COLOMBO, Aug. 19 (Xinhua) -- Sri Lanka will focus on increasing trade and investment with China as well as broadening the scope of a proposed Free Trade Agreement (FTA), a top official said on Tuesday.
Sri Lankan Investment Promotion Minister Lakshman Yapa Abeywardene made the remarks during an interview with reporters.
He said relations between Sri Lanka and China have leapfrogged since 2008 with around 5 billion U.S. dollars in infrastructure loans being given to the Sri Lanka government by China for various massive projects including ports, airport, highways and railroads.
One of the biggest projects is a 1.2-billion-U.S. dollar coal power plant in the northwest of the island, also the first in the country.
But trade has remained low with exports accounting for about 1 percent of Sri Lanka's 1.3-billion-U.S. dollar sector.
Elaborating on the Sri Lanka-China Free Trade Agreement (FTA), Abeywardene noted that a target of 2 billion U.S. dollars in Foreign Direct Investment (FDI) has been set for 2014 with volumes increasing over the next few years.
He also stressed the need to make it as comprehensive as possible to encourage the increase of trade.
"We need to double our current targets to achieve above 8 percent growth as planned by the government. Greater trade and investment from China can be a significant part of this.
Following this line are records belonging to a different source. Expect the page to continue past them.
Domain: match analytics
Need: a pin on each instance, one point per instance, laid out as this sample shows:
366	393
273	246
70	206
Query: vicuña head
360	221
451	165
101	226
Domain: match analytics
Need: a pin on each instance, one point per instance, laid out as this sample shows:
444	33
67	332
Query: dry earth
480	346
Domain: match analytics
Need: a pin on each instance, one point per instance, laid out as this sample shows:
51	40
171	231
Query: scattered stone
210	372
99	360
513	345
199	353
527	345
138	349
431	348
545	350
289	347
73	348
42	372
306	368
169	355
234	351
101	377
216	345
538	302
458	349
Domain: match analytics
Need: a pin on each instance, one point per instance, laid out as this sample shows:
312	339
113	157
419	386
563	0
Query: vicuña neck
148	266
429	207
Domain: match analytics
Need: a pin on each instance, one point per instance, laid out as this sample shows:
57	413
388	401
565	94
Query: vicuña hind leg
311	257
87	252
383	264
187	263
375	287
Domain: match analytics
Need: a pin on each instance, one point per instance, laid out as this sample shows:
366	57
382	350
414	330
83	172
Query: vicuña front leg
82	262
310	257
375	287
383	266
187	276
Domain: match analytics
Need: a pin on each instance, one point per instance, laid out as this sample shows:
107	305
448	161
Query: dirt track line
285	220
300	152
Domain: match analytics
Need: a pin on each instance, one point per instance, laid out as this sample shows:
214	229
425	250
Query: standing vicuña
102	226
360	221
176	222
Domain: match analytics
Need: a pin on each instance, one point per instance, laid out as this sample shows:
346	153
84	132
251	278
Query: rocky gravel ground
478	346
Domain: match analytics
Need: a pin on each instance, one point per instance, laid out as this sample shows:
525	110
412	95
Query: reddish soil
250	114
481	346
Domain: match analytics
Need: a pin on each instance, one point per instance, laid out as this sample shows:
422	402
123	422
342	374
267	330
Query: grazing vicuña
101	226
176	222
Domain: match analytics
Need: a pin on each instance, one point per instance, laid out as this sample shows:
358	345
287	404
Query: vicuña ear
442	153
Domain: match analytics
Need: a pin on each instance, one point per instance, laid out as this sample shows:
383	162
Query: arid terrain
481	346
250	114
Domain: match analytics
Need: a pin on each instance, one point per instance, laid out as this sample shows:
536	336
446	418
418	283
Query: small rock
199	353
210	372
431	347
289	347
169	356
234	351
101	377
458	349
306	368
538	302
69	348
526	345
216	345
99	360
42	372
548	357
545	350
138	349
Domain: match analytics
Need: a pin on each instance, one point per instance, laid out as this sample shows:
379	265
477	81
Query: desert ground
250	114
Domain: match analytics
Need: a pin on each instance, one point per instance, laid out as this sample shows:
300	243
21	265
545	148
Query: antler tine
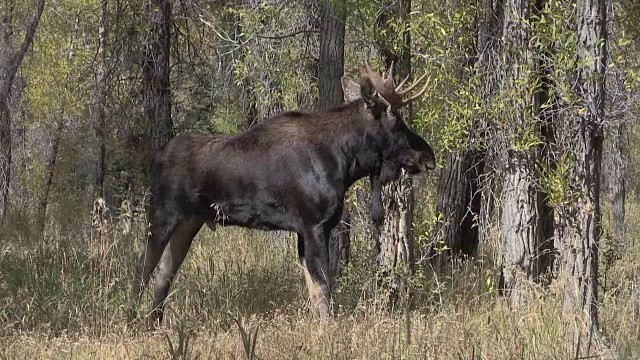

Already Chinese tourists are increasing and this is just one of the many sectors for investment," he said.
Chinese arrivals in the first six months of 2014 jumped a significant 137.2 percent to 52,230 compared to the same period last year, according to the latest data from state-run Tourism Development Authority (SLTDA).
China remained the third largest market for tourists to Sri Lanka behind India and Britain, recording a 125.1 percent increase in June 2014 compared with the previous year.
The tropical island is aiming to attract 2.5 million arrivals by 2016, buoyed by fast increasing arrivals from China.
Sri Lanka's economy is expected to grow by 7.8 percent in 2014, according to the Central Bank.